The fitness-niche twist: many deals are hybrid or purely performance-based — instead of, or on top of, a flat fee, creators earn a commission on discount-code revenue, typically around 5–15%. Fully managed campaigns including creator selection and contracts start at €5,000 with us — just reach out via our contact page.

Is the fitness niche oversaturated?

There is no shortage of demand — but there is a shortage of differentiation. The number of people training keeps growing according to DSSV, and brands are raising budgets; at the same time, more new fitness creators are entering the market than ever. What is saturated is generic content: the interchangeable workout plan, the umpteenth supplement recommendation.

Whoever credibly owns a growing sub-niche instead — say, strength training for women or the run-club movement — still finds open ground. For brands, the mirror image applies: it’s not the biggest fitness account that wins, but the one with the best fit between product and audience.

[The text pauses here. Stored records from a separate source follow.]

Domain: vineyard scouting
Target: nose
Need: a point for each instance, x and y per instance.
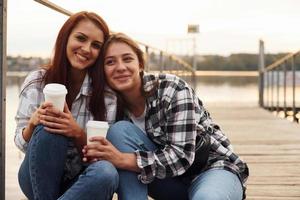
(120, 66)
(86, 47)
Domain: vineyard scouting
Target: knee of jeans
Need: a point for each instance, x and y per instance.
(104, 173)
(118, 130)
(207, 194)
(44, 137)
(25, 182)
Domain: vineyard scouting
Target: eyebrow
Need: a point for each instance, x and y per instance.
(87, 37)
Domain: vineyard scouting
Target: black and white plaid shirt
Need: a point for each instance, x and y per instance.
(174, 117)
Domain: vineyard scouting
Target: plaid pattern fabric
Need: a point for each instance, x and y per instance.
(31, 97)
(175, 115)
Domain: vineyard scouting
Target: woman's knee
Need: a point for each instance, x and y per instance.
(104, 173)
(118, 130)
(42, 137)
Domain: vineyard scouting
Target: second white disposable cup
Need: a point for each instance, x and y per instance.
(56, 94)
(96, 128)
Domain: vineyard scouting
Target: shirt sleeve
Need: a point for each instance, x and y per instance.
(175, 157)
(29, 100)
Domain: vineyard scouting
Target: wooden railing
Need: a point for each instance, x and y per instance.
(156, 59)
(279, 83)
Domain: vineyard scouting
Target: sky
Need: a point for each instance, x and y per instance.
(225, 26)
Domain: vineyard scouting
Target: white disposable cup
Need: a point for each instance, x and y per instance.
(96, 128)
(56, 94)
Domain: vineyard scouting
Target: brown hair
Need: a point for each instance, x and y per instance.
(122, 38)
(58, 69)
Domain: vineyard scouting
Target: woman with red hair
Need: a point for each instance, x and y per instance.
(51, 139)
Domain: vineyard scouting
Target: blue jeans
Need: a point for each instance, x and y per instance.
(213, 184)
(42, 170)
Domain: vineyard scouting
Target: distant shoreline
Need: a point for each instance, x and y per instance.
(213, 73)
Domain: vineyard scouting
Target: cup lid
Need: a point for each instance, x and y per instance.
(97, 124)
(55, 89)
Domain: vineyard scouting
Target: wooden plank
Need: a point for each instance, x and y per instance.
(273, 180)
(269, 158)
(274, 190)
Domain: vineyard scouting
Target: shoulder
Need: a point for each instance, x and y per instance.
(170, 80)
(163, 81)
(34, 80)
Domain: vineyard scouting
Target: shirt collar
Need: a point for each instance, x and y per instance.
(149, 81)
(86, 88)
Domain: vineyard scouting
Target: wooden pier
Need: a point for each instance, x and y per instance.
(270, 145)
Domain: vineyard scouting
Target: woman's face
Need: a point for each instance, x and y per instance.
(84, 45)
(121, 67)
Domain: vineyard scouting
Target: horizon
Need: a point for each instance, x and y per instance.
(226, 28)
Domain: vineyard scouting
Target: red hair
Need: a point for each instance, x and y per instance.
(58, 69)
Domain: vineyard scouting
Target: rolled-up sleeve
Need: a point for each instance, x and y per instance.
(30, 98)
(179, 135)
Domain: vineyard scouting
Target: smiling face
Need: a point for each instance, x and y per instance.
(84, 44)
(122, 68)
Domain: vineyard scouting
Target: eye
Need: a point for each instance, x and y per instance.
(109, 62)
(80, 38)
(127, 59)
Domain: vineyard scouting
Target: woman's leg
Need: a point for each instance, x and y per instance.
(99, 181)
(168, 189)
(216, 184)
(126, 137)
(41, 172)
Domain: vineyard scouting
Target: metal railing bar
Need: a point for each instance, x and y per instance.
(280, 61)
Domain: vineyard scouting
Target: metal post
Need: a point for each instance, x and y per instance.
(294, 88)
(3, 5)
(261, 66)
(284, 89)
(161, 64)
(147, 58)
(272, 90)
(277, 90)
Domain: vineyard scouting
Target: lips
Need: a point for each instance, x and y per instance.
(81, 57)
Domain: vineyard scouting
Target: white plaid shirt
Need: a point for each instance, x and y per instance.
(174, 116)
(31, 97)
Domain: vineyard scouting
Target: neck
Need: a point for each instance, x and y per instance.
(135, 102)
(77, 76)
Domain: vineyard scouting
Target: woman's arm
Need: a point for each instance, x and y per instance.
(29, 101)
(178, 135)
(63, 123)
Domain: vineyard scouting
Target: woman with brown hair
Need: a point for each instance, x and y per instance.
(165, 143)
(52, 139)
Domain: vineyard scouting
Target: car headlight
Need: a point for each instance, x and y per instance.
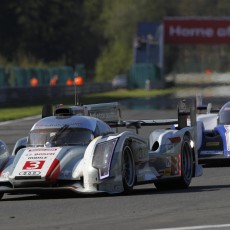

Which platform works best for fitness content?

TikTok for reach, Instagram for community and collaborations, YouTube for depth — the strongest fitness creators run at least two of them. TikTok’s discovery logic delivers the fastest organic reach for short training and transformation formats, Instagram remains the home of collaborations and community building, and YouTube carries long formats like training philosophy, nutrition and vlogs.

One fitness-specific extra: platforms like Strava turn training itself into a social network — run clubs and shared workouts create visibility beyond the classic feeds. For brands, what matters in the end is less the platform and more the question of where your audience actually makes its buying decisions.

What do supplement brands need to watch legally in influencer campaigns?

Two areas: ad disclosure and health claims. Commercial creator posts must be recognizable as advertising — that is standard in every niche. Specific to supplements, the EU Health Claims Regulation applies on top: health-related statements about foods and supplements are only permitted if they are explicitly authorized.

Importantly, this also covers what creators say on your behalf. Wording like “cures” or “burns fat” in a creator video can fall back on the brand. Brief your creators explicitly on permitted statements — and have claims legally reviewed when in doubt; this article is no substitute for legal advice.